No health warnings on iron fortified rice: SC directs govt to respond in 4 weeks

By Shagun

The Supreme Court on October 14, 2023, directed the Centre to respond to concerns regarding the government’s iron fortified rice programme and its indiscriminate distribution to even those suffering from thalassemia and sickle cell disease.

Food Safety and Standards Authority of India’s statutory regulations has warned patients with thalassemia and sickle cell anaemia against consuming iron-fortified food or about using it only under strict medical supervision.

Patients of haemoglobinopathies (a group of blood disorders that affect red blood cells) like thalassemia and sickle cell disease are contraindicated to eat iron, according to clause 7 (4) of the Food Safety and Standards (Fortification of Foods) Regulation, 2018 and also based on global scientific evidence.

Consuming iron could lead to adverse outcomes like organ failure for people with such conditions.

This means that giving iron-fortified rice indiscriminately, without any screening for such patients, is a non-compliance of the government with their own warnings.
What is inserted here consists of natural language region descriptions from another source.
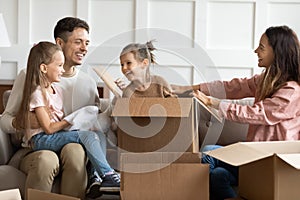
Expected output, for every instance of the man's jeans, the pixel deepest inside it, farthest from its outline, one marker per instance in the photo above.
(88, 139)
(222, 176)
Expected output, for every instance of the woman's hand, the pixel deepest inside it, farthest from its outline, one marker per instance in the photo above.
(213, 102)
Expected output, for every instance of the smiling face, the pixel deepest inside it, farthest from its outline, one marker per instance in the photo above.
(264, 52)
(131, 67)
(75, 48)
(54, 70)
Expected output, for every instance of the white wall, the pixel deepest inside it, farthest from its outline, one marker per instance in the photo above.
(218, 37)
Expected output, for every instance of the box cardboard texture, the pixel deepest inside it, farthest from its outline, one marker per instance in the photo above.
(267, 170)
(163, 176)
(156, 124)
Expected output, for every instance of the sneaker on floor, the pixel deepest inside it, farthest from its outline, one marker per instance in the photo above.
(110, 183)
(93, 188)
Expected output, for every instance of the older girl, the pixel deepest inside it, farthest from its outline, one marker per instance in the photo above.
(135, 62)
A bench of justices SK Kaul and Sudhanshu Dhulia asked the government to apprise it in four weeks about the steps taken to comply with a provision of the regulations that labels on bags containing fortified rice should carry an advisory that it is harmful for people suffering from thalassemia and sickle cell anaemia.
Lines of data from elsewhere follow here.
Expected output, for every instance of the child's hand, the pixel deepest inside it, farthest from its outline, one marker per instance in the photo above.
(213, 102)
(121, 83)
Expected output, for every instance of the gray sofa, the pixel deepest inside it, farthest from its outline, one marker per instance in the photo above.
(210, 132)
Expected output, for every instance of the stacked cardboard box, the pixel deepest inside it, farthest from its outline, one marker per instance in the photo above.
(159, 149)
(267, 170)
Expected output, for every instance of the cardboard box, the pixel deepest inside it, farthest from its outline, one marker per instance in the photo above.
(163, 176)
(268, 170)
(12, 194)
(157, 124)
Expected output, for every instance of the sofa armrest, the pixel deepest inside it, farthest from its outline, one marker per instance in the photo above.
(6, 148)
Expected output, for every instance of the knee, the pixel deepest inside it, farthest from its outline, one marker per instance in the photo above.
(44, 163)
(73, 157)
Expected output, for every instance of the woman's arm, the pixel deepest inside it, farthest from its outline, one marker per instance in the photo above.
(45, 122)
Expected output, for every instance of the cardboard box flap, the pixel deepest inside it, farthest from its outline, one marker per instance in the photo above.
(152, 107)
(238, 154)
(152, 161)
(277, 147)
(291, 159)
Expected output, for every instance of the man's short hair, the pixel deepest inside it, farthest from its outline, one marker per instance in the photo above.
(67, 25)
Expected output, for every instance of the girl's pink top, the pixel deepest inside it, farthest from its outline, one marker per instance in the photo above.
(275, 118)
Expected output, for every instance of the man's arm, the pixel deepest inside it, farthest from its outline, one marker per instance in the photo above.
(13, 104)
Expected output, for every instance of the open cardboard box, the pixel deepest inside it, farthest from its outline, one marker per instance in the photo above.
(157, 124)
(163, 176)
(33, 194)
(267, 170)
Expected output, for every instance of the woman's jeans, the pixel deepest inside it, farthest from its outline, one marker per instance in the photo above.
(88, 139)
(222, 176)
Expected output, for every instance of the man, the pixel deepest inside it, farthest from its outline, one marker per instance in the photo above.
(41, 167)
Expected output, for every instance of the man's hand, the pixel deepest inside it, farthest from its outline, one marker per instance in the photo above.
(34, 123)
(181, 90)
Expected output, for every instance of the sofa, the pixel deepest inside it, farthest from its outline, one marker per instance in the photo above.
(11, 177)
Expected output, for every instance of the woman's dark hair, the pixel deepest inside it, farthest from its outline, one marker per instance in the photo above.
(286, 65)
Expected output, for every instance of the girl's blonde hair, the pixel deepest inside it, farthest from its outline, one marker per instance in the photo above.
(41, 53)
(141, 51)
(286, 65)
The 2018 regulations provided that every package of food fortified with iron shall carry a statement, “People with thalassemia may take under medical supervision and persons with Sickle Cell Anaemia are advised not to consume iron fortified food-products”.

The directions were given in response to a public interest litigation filed by Rajesh Krishnan and others, challenging the government’s iron fortified rice programme.
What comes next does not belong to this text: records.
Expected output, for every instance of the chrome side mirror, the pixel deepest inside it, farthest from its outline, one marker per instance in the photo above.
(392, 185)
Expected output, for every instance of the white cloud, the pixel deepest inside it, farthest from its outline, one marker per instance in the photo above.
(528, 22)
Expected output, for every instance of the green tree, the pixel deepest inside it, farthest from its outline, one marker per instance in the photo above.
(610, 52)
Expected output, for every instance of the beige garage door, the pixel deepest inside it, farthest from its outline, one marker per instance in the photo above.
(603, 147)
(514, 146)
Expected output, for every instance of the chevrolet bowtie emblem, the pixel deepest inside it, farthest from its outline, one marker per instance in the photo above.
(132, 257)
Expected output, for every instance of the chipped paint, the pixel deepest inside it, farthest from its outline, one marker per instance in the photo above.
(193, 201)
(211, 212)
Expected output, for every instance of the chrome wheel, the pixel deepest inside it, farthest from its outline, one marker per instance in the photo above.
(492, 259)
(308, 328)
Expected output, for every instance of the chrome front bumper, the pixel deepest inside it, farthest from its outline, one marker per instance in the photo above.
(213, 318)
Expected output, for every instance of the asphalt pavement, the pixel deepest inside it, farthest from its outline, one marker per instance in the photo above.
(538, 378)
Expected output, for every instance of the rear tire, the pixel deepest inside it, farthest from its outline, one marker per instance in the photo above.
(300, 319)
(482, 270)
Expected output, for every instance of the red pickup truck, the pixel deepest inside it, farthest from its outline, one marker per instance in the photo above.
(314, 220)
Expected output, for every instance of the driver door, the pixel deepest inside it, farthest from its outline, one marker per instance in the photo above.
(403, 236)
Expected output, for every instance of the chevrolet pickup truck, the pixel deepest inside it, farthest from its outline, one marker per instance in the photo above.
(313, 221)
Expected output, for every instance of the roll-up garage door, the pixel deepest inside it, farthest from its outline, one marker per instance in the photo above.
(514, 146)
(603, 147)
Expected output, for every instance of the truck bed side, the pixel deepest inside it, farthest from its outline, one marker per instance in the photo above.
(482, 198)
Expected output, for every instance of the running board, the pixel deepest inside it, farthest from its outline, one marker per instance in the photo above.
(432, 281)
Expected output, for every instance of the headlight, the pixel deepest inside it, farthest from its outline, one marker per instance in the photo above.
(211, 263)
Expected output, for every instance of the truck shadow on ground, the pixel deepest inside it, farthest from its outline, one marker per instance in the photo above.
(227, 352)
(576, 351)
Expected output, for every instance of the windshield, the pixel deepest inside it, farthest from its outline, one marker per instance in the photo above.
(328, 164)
A fact-finding visit by Alliance for Sustainable and Holistic Agriculture and Right To Food Campaign in the two states of Chhattisgarh and Jharkhand revealed that the labelling requirements and the operational guidelines were not being followed; importantly, in food schemes where the food distribution is unpackaged or even cooked, there were no written or verbal warnings.

Food fortification refers to the addition of chemical / synthetic vitamins and minerals (like iron, folic acid, iodine, zinc, vitamins B12, A, D) that are not available naturally in particular foods and is used as a strategy to address malnutrition in India.

The government approved fortification of the key staple rice in August 2022 in all government food schemes and entitlements under the National Food Security Act 2013.

Since then, it has been supplying iron-fortified rice as a pilot programme in 15 states, including Andhra Pradesh, Chhattisgarh, Jharkhand, Gujarat, Maharashtra, Tamil Nadu and Uttar Pradesh in public safety net programs like public distribution system, mid-day meals, and anganwadis, reaching millions of Indians.

“Iron rice was being distributed indiscriminately without any screenings or medical supervision and patients of haemoglobinopathies had no idea that the rice was harmful to them. The state governments had not been given any instructions by the Centre about this warning either. Given that the rice was being distributed in either loose form or cooked form in some schemes like the mid-day meals, there were no written or verbal warnings provided which were only poorly visible on gunny bags. Moreover, no alternative iron-free rice was being provided to such patients,” the fact finding visit had noted. 

It also found that rice fortification is becoming mandatory / inescapable since rice supplies in all these schemes are likely to offer only fortified rice.

“The beneficiaries of state food schemes eating synthetic iron fortified rice are mostly poor citizens who rely on state-subsidised food and for whom iron fortified rice has become mandatory since they cannot afford to buy other (non-fortified) rice in the open market,” it said.

The petition in the Supreme Court has demanded that non-fortified rice is provided for patients with such contraindications.